Auf neue F-Gas Regeln haben sich die EU-Institutionen geeinigt. Dazu zählt die Reduzierung des HFKW-Verbrauchs um 79% bis 2030.
Maximilian Döller
EPEE begrüßt politische Einigung
Auf neue F-Gas Regeln haben sich die EU-Institutionen geeinigt. Dazu zählt die Reduzierung des HFKW-Verbrauchs um 79% bis 2030. Die Klima- Kälte- Wärmepumpenindustrie, vertreten durch das European Partnership for Energy and the Environment (EPEE), begrüßt die neuen Regeln. „Ich bin stolz darauf, dass sich unsere Industrie von Anfang an für ehrgeizige Umweltziele in Form eines Phase-Down der F-Gase eingesetzt hat. Diese Maßnahme wird ein positives Klima für Innovationen schaffen und der Industrie dabei helfen, alternative, sichere und effiziente Lösungen zu entwickeln.

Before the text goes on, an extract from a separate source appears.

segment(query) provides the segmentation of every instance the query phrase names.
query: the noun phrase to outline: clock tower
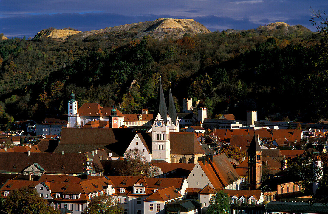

Wir begrüßen es, dass die neuen Regeln in erster Lesung erreicht wurden, denn unsere Mitglieder brauchen Planungssicherheit und einen klaren gesetzlichen Rahmen hierfür. Die EU Wirtschaft wird davon profitieren“, erklärt EPEE Geschäftsführerin Andrea Voigt. Die politische Einigung muss nun offiziell von Parlament und Rat angenommen werden. Die neue F-Gase Verordnung würde dann 2015 in Kraft treten. GWP-Grenzwert Zusätzlich zu dem 79% Phase-Down, haben sich die EU Institutionen auf ein System der Rückverfolgbarkeit für Geräte geeinigt, die F-Gase enthalten und in die EU importiert werden sowie auf ein Service- und Wartungsverbot zur Sicherstellung, dass auch in bestehenden Anlagen umweltfreundlichere Produkte eingesetzt werden. Weiter kamen die Institutionen überein, einen Grenzwert für das Treibhauspotenzial (GWP) für größere Kälteanlagen und kleine Split-Klimaanlagen einzuführen. EPEE (www.epeeglobal.org) ist zwar nach wie vor der Ansicht, dass zusätzliche Verbote nicht erforderlich sind um die Klimaziele zu erreichen, akzeptiert aber, dass diese für die Erzielung eines politischen Kompromisses notwendig waren.